Here are my personal favourite songs on the album and why I think they’re the strongest tracks in conveying this message.

CHERRY
This song shows the most aesthetic self-awareness, and acknowledgment of the fragility of nostalgic, romantic images. Referring to the obvious iconic songs (plus her obsession with peaches), she laments, ‘my cherries and wine, rosemary and thyme, and all of my peaches are ruined.’ She uses the theme of disintegration in the song, particularly poignant in the line, ‘my celluloid scenes are torn at the seams’ with reference to the found-footage montages Lana has used in her visuals from the beginning. By doing this, she powerfully conveys the falling apart of artificiality in the face of “real” love and the feeling of somewhat losing one’s sense of self almost violently, as shown by her metaphor of the firing squad. It’s really over-the-top and really heartbreaking all the same.

WHITE MUSTANG
Again, Lana shows aesthetic self-awareness and almost self-mockery in the line, ‘Slippin’ on my dress in soft filters’. This song is about women who love too much (‘I was such a fool for believing that you / Could change all the ways you’ve been living / But you just couldn’t stop.’) We are reminded of her single ‘Shades of Cool’ from the album Ultraviolence which features a similarly harmful relationship in which she regrets that she ‘can’t fix him, can’t make him better’. The song is heavily romanticized but also, I feel, shows the futility of such a love.

SUMMER BUMMER
This song really grew on me over the course of about three listens and now it’s one of my favourites! I think the line, ‘You can’t escape my affection / Wrap you up in my daisy chains’ is so powerful in a way you might miss on the first listen. Over the years, Lana Del Rey has pastiched the image of femme fatale and she is now recreating it. She doesn’t use any words in the semantic field of allure, she very purposefully uses the word ‘affection’. She brings a power to affection and sentiment. The phrasing ‘wrap you up’ and ‘can’t escape’ connote images of the serpentine, which are very typically femme fatale, but she subverts this by using daisy chains, surely a symbol of simple affection, innocence and childhood summer days. This also plays on her former Lolita image but also gives a power to sentimentality in a way that really appeals to me and which I think is really radical and important.

IN MY FEELINGS
This is the ultimate self-indulgent, tongue-in-cheek Sad Girl track. In the best way, it borders on the female grotesque and reminds me of Mulholland Drive when she sings almost monotonously, ‘I’m crying while I’m cumming.’ This song is exactly what I mean when I say that in this album (and, I would argue, in albums before) she is bringing a self-awareness and wry sense of humour about her own work and themes. It always makes me smile a bit on the line, ‘Sobbin’ in my cup of coffee ’cause I fell for another loser’. This is what many of us experience in private but don’t admit because we are told to grow a thick skin. It gives us permission to feel these things.

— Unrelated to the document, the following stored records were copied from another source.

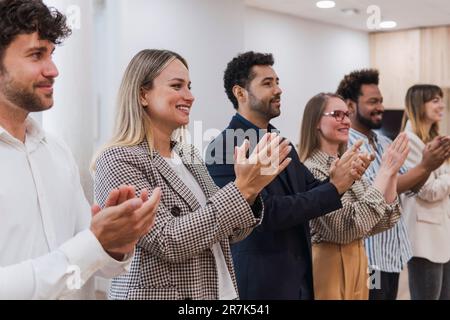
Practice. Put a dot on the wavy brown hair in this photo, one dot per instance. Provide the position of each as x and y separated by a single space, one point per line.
416 98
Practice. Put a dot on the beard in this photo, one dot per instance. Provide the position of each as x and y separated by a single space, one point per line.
23 97
367 122
264 108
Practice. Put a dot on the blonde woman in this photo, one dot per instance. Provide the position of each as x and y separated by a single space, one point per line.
339 259
428 212
187 253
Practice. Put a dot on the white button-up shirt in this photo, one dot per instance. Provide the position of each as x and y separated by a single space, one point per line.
46 246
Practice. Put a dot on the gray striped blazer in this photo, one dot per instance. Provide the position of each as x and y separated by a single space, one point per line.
174 260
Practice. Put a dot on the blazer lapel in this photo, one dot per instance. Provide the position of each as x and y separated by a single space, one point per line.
196 167
174 181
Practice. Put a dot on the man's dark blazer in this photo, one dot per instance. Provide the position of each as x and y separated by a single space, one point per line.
275 261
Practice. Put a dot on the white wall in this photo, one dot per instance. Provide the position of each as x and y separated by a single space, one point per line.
207 33
310 57
72 117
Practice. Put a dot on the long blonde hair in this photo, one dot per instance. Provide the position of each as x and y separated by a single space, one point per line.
416 98
132 124
309 135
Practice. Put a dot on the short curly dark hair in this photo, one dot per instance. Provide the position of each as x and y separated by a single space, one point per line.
350 86
28 16
239 71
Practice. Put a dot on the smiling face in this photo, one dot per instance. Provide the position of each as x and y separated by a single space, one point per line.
332 129
370 108
434 110
264 93
168 103
28 74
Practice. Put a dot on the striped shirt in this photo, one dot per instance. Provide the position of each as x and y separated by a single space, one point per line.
388 251
364 210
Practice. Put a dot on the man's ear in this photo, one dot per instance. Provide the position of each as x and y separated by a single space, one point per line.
143 98
351 106
240 93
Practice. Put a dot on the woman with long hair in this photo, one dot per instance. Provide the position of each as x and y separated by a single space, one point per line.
339 258
427 213
187 253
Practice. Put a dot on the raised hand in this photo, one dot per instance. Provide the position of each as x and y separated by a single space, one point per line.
265 163
350 167
395 156
124 220
436 153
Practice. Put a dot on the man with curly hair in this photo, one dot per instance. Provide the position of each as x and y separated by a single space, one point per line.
275 261
389 251
49 246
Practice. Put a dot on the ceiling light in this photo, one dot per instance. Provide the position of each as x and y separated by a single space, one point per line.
350 11
325 4
388 24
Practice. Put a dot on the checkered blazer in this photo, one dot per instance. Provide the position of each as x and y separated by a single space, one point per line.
174 260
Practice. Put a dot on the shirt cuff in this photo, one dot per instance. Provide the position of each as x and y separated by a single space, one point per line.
85 253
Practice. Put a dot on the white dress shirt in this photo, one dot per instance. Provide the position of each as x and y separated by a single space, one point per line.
44 222
225 284
427 213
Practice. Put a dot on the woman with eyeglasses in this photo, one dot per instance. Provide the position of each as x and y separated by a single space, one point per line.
427 213
339 260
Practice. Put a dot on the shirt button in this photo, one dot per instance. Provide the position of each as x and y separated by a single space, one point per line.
176 211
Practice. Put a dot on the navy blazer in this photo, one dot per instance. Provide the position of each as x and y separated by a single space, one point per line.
275 261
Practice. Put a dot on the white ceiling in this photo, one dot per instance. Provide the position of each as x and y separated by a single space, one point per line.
407 13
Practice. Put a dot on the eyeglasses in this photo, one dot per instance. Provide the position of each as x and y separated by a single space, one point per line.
339 115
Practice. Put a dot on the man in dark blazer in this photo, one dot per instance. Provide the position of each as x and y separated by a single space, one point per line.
275 261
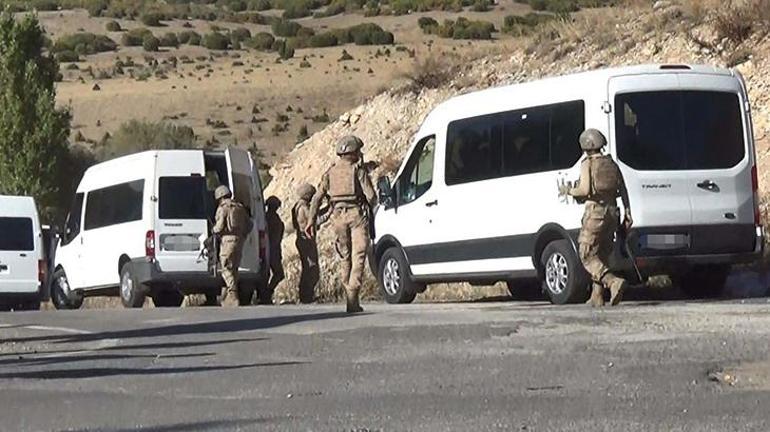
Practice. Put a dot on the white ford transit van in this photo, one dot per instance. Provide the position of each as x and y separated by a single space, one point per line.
476 198
22 262
138 222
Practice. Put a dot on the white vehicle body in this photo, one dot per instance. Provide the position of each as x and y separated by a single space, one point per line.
476 197
152 211
22 262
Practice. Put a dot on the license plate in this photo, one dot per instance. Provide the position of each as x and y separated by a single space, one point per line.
665 241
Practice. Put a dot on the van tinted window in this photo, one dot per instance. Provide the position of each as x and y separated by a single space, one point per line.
183 198
679 130
114 205
16 234
513 143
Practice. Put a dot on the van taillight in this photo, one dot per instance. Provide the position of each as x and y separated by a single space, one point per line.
755 190
42 271
149 244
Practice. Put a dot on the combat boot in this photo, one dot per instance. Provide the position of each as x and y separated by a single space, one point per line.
597 295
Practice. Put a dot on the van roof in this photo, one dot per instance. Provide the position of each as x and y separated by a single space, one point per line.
456 106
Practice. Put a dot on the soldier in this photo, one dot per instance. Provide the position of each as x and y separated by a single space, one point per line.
275 230
306 244
349 189
600 184
232 224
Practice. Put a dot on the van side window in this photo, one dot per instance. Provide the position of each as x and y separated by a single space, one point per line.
514 143
417 177
114 205
73 219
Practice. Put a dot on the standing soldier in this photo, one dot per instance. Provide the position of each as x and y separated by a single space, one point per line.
351 194
275 230
232 224
600 184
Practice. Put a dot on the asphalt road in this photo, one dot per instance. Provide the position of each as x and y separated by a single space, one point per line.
478 366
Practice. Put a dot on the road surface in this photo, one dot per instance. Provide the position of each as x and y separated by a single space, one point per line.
675 366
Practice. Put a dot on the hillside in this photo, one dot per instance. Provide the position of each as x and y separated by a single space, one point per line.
667 32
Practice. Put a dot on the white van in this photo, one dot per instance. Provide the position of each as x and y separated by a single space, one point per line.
476 198
22 262
137 225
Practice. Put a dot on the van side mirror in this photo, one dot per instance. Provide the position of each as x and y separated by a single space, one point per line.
385 191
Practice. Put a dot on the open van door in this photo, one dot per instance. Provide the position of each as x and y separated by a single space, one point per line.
245 189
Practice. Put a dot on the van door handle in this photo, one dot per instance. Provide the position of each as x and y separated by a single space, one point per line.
709 186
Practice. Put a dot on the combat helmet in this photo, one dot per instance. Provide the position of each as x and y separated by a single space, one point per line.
592 139
222 192
349 144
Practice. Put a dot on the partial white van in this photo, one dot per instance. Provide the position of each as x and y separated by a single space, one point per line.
22 262
138 222
476 198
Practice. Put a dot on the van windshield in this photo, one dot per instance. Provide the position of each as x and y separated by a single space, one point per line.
16 234
183 198
679 130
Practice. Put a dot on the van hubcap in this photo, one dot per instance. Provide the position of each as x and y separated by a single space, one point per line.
390 277
557 273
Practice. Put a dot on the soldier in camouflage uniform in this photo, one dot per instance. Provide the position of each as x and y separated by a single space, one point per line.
349 189
233 224
600 184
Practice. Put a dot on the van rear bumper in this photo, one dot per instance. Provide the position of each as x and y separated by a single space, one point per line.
150 274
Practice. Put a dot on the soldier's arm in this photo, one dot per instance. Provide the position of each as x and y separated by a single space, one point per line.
315 203
583 187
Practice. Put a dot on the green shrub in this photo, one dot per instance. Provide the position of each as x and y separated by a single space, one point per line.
216 41
113 26
84 43
151 43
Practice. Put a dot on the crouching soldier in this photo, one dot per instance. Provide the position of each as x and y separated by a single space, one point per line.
233 225
600 184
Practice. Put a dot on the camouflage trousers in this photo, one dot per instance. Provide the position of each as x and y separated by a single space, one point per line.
308 256
596 242
230 251
351 227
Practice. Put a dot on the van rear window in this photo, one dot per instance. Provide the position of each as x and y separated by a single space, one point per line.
16 234
184 198
679 130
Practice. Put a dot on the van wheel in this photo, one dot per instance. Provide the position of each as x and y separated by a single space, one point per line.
132 293
61 296
565 279
704 281
396 279
167 298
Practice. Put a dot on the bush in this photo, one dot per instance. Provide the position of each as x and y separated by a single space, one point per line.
169 40
216 41
151 43
135 37
152 19
84 43
113 26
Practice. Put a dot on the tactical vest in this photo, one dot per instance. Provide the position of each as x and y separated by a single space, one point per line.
343 183
605 178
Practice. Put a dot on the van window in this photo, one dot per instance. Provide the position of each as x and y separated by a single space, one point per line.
16 234
417 177
114 205
514 143
73 219
182 198
679 130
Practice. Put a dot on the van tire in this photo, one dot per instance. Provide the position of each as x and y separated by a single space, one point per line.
395 278
564 278
132 293
704 281
59 297
167 298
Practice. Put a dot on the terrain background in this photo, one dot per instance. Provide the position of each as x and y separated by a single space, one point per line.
288 102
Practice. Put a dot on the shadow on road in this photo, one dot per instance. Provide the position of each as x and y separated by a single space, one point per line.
107 372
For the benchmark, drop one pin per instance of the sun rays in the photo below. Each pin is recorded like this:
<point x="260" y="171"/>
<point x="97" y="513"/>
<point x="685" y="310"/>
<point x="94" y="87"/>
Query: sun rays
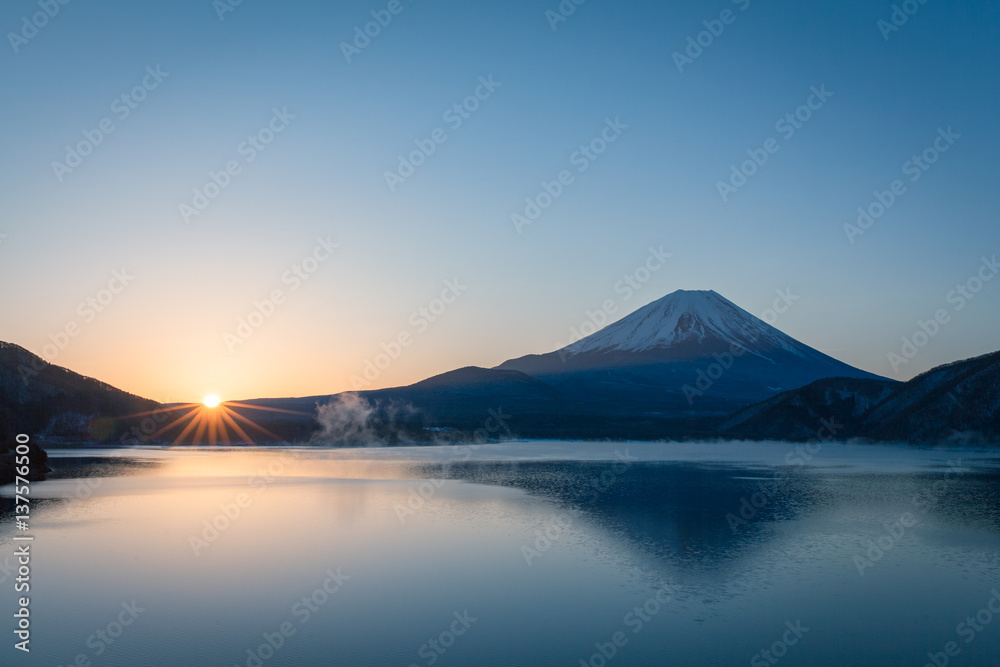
<point x="214" y="422"/>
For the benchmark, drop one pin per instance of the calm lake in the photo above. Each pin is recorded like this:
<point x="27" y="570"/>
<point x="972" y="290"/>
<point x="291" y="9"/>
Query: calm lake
<point x="525" y="553"/>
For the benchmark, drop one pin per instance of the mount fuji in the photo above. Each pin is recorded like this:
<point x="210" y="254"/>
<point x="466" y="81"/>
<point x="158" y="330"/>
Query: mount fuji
<point x="675" y="368"/>
<point x="688" y="353"/>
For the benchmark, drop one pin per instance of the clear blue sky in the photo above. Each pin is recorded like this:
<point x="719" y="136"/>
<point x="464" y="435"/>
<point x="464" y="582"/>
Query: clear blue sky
<point x="323" y="175"/>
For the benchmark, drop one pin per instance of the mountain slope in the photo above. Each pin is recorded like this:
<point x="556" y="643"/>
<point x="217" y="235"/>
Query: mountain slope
<point x="48" y="401"/>
<point x="961" y="399"/>
<point x="690" y="353"/>
<point x="955" y="402"/>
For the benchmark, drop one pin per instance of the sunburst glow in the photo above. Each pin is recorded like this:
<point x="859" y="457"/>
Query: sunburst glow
<point x="212" y="422"/>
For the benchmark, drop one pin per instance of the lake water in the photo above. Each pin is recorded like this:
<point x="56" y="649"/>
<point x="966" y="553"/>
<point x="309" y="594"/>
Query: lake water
<point x="528" y="553"/>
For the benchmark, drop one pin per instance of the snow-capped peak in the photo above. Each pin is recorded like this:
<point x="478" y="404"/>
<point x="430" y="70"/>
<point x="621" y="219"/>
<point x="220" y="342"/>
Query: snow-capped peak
<point x="687" y="316"/>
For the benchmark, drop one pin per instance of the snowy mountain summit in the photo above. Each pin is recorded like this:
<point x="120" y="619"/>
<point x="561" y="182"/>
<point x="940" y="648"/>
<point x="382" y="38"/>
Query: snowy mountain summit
<point x="700" y="318"/>
<point x="689" y="351"/>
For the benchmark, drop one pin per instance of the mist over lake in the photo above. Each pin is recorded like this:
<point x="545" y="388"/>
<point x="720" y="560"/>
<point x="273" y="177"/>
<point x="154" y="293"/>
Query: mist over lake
<point x="545" y="553"/>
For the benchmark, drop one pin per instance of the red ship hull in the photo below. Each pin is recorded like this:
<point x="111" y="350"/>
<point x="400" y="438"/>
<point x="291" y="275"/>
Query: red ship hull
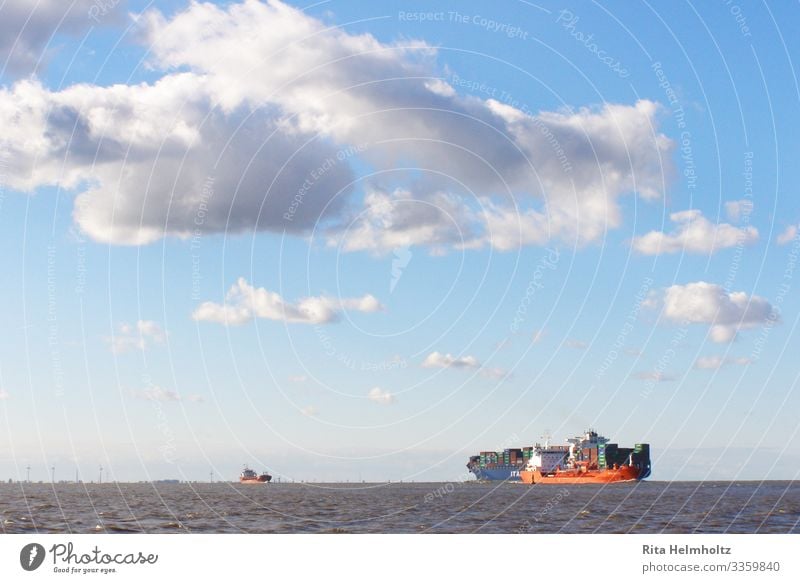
<point x="262" y="479"/>
<point x="622" y="474"/>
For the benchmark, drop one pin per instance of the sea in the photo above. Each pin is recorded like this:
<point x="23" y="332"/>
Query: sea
<point x="465" y="507"/>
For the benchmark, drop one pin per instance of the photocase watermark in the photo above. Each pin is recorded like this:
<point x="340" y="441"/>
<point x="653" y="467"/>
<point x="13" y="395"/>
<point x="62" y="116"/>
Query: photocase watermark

To conclude what I love overall about the album, it isn’t just these permissions in ‘In My Feelings’ that make me love the song – it is the empowering refrain:
‘Who’s tougher than this bitch, who’s freer than me? / You wanna make the switch, be my guest, baby / I’m feeling all my fucking feelings.’
This clearly says that there is power in processing things emotionally rather than just switching them off and repressing them. She is arguing that allowing herself to feel her feelings is what gives her power, what makes her strong.